Mevlana, herkesle bir şeyler konuşuyor ama padişahla konuşmuyor. Dergâh kapanmak üzereyken padişah herkesle ilgilendiniz ama benimle niçin ilgilenmiyorsun diyor. Mevlana ise, "Sen bir zamanlar kuzuların arasındaydın, başa geçtiğin zaman sana dua ettik, bu kuzuların hakkını koru istedik, baktık ki sen bu kuzuların başına çoban olmak yerine kurtların sofrasına oturdun, kurt oldun". İktidara çağrı yapıyoruz. Kurtlar sofrasında kurt olmaktan vazgeçsinler. Bu millet yanında Saadet Partisi'ni gördükçe iktidarın ve muhalefetin korku temelli siyasetine asla teslim olmayacaktır."

Kongrede Av. Erol Pekcan yeniden Kocaeli Saadet Partisi İl Başkanlığına seçildi.

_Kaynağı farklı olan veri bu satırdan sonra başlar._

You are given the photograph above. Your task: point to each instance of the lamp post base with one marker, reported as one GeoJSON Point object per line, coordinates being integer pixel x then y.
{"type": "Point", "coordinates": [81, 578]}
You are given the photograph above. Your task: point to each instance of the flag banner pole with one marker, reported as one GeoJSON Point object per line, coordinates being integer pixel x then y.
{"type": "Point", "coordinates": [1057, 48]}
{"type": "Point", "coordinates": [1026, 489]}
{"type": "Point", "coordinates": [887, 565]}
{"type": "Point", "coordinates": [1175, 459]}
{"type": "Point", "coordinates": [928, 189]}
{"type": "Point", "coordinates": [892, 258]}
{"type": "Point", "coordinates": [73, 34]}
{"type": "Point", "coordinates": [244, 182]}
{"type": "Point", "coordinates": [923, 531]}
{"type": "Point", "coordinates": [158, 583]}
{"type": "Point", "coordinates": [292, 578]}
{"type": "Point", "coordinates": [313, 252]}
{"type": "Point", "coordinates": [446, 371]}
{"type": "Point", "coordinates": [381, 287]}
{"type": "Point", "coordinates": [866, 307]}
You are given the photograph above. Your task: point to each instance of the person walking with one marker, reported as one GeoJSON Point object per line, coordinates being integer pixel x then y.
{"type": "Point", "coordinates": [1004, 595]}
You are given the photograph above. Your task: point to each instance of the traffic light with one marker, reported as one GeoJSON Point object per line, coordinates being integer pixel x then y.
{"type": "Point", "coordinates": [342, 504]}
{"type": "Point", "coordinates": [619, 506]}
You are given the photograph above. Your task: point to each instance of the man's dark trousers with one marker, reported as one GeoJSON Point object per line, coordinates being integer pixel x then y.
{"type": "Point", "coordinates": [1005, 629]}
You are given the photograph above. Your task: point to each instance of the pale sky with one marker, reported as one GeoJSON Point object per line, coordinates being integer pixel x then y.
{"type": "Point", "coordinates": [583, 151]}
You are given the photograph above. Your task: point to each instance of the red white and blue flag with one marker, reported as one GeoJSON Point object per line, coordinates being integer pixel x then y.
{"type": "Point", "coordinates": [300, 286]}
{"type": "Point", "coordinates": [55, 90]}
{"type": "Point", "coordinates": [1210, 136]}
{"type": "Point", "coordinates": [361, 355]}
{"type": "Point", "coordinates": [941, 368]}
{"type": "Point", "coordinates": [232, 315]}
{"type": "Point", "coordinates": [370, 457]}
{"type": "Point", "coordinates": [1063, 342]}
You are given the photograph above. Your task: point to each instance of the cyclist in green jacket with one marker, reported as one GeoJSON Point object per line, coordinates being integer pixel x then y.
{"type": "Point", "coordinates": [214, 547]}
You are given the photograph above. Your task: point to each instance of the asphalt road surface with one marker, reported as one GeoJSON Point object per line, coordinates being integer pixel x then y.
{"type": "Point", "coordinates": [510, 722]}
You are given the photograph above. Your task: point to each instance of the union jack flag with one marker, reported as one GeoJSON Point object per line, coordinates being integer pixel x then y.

Siyaseti yeniden formatlıyoruz

Kurtulmuş, iktidar ve muhalefet partilerinin halkı korkutarak oy peşinde olduklarına da dikkat çekerek, "Halkı korkutarak, darbelerle korkutarak oy istiyorlar. Kimi de diyor ki bana oy vermezsen rejim elden gidecek. Milleti korku siyasetiyle sindiriyorlar. Yani eline yarım simit verdiği vatandaşa sus yoksa elindeki yarım simitten de olursun diye açlıkla korkutuyor. Biz de diyoruz ki ey insan, korkma, kalk, davran, senden büyük sadece Allah var.
 
Onun için ekonomi konuşamıyorlar. Ne güzel birbirleriyle bu kamplaşmadan besleniyorlar. Türkiye'de nüfusun en zengin yüzde 5'i nüfusun yarısının toplam zenginliğinden daha fazla gelire sahip. Türkiye'de tepede bulunan 6 bin aile, Türkiye'deki toplam zenginliğin yüzde 46'sına sahip. Bunları konuşamadıkları için birbirileri ile kavga ederek süreci geçiştiriyorlar. İşte Saadet Partisi var bunları konuşacak ve dur diyecek. Yapılan kamuoyu yoklamalarında Saadet Partisi'nin oyları düzenli olarak artıyor. Onun için şimdi herkesi Saadet Partisi'ne çağırıyoruz. Daha önce nerede olursa olsun, herkesi, toplumun her kesimini ve her partiden insana kapımızın açık olduğunu söylüyoruz. Zor bir iş yapıyoruz ama bu millete yakışır bir şey yapıyoruz. Siyaseti yeniden formatlıyoruz.
 
Türkiye'de siz solun emeğin değersizleştirilmesi karşısında sesini yükselttiğini gördünüz mü? Milliyetçi olduğunu söyleyen parti ise Kemal Derviş'in getirdiği ekonomiyi olduğu gibi kabul etti. Liberal olduğunu söyleyen parti ise sıra başörtüsüne gelince orası olmaz diyor. O zaman siz nasıl liberalsiniz?  Niçin Amerika İncirlik Üssü'nü kullanarak Irak'ı Afganistan'ı vuruyor deyince diyorlar ki Amerika çok güçlü ne yapabiliriz? Muhafazakâr olduklarını söyleyenler bunları konuşuyorlar. Oysa Müslümanlık ben Allahtan başkasının önünde diz çökmeyeceğim demektir. Hani siz dindardınız?
 
Nasıl oluyor da Allahın kadiri mutlak sıfatını dünyanın egemenlerine veriyorsunuz. Saadet Partisi sağcı, solcu, muhafazakâr, liberal bir parti değildir. Saadet Partisi maneviyatçı, yerli, özgürlükçü, antiemperyalist ve refahın adil yayılmasından yana bir partidir. Saadet partisi ezber bozuyor. Bu millet eninde sonunda kendi özüne dönecektir. Siyaseti yeniden formatlıyoruz. Bunlara inanan kim varsa hepsine kapımız da gönlümüz de açıktır" diye konuştu.